The parties agree that no appellate decision in Florida has discussed the effect or application of § 627.737(4), other than Nales v. State Farm Mut. Auto. Ins. Co., 398 So.2d 455, 456 (Fla. 2d DCA 1981). Nales, in dicta, discussed § 627.737(4) only in the context that it was added to § 627.737 in 1977, demonstrating the Florida Legislature's awareness of the doctrine of punitive damages. This court's independent research has revealed no Florida appellate decisions addressing the applicability of that section to a common law third party bad faith claim against an automobile insurer.
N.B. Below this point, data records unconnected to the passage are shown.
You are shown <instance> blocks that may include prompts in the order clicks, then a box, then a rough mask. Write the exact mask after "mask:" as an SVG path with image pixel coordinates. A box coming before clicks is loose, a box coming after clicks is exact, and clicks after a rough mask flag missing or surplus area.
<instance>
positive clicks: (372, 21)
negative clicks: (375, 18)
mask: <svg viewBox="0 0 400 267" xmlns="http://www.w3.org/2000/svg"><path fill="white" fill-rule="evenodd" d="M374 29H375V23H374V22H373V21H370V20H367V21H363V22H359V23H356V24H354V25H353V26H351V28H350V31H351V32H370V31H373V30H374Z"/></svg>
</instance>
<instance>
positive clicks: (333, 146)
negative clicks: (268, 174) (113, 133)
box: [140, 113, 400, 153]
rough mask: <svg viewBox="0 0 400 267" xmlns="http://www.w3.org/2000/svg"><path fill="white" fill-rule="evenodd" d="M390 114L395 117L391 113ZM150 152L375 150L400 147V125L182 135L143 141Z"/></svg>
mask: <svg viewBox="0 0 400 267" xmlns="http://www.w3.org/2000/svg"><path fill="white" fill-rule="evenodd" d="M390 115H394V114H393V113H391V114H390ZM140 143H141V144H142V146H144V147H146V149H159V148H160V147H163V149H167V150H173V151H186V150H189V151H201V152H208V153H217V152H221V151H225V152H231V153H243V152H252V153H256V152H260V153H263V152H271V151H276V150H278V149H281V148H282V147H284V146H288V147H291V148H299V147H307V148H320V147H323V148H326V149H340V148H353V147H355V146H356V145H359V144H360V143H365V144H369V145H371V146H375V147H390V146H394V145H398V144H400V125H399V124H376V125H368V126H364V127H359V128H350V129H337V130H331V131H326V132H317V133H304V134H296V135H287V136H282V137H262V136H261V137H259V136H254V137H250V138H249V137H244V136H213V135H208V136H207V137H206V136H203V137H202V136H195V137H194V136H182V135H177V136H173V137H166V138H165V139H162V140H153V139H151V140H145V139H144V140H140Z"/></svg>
The only decision cited to the court is a Florida circuit court decision, Hollis v. Allstate Insurance Co., 10 Fla. Supp.2d 65 (Fla.Cir.Ct. 15th 1985). In that case, the circuit court determined that § 627.737(4) prohibited recovery of punitive damages in a third party bad faith action against an automobile insurer.[1]

The plain language of § 627.737(4) renders it applicable to the instant action.[2] Accordingly, Defendant's Motion to Dismiss Count II of the Amended Complaint (Dkt.223) is GRANTED. Florida Statute § 627.737(4) precludes recovery of punitive damages in this common law third party bad faith claim against Defendant, an automobile liability insurer, for damages in excess of its policy limits.

NOTES

[1] Swamy v. Caduceus Self Ins. Fund, Inc., 648 So.2d 758 (Fla. 1st DCA 1994) in inapposite as it involved a third party bad faith claim against a medical malpractice insurer. Likewise, Nales v. State Farm Mutual Automobile Insurance Co., 398 So.2d 455 (Fla. 2d DCA 1981) discusses only the recovery of punitive damages against a tortfeasor when a plaintiff is not able to establish the Florida no-fault permanency threshold. In that case, punitive damages were not sought against the insurer, State Farm. Finally, in Dunn v. National Security Fire and Casualty Co., 631 So.2d 1103 (Fla. 5th DCA 1994), there is no indication that the applicability of § 627.737(4) was raised, argued or considered. There are Florida cases discussing the recovery of punitive damages in bad faith cases, although these cases, unlike the instant case, involved statutory bad faith claims brought pursuant to Fla. Stat. § 624.155. see e.g. Thompson v. State Farm Mut. Auto. Ins. Co., 670 So.2d 1070 (Fla. 3d DCA 1996). The instant action is a common law third party bad faith claim.

[2] Defendant points to one secondary source which acknowledges the application of § 627.737(4) to any action against an automobile liability insurer where damages in excess of policy limits are sought. James F. McKenzie, Unfair Claims Practices and Bad Faith, in FLORIDA AUTOMOBILE INSURANCE LAW § 7.37, (Fla. Bar 2002).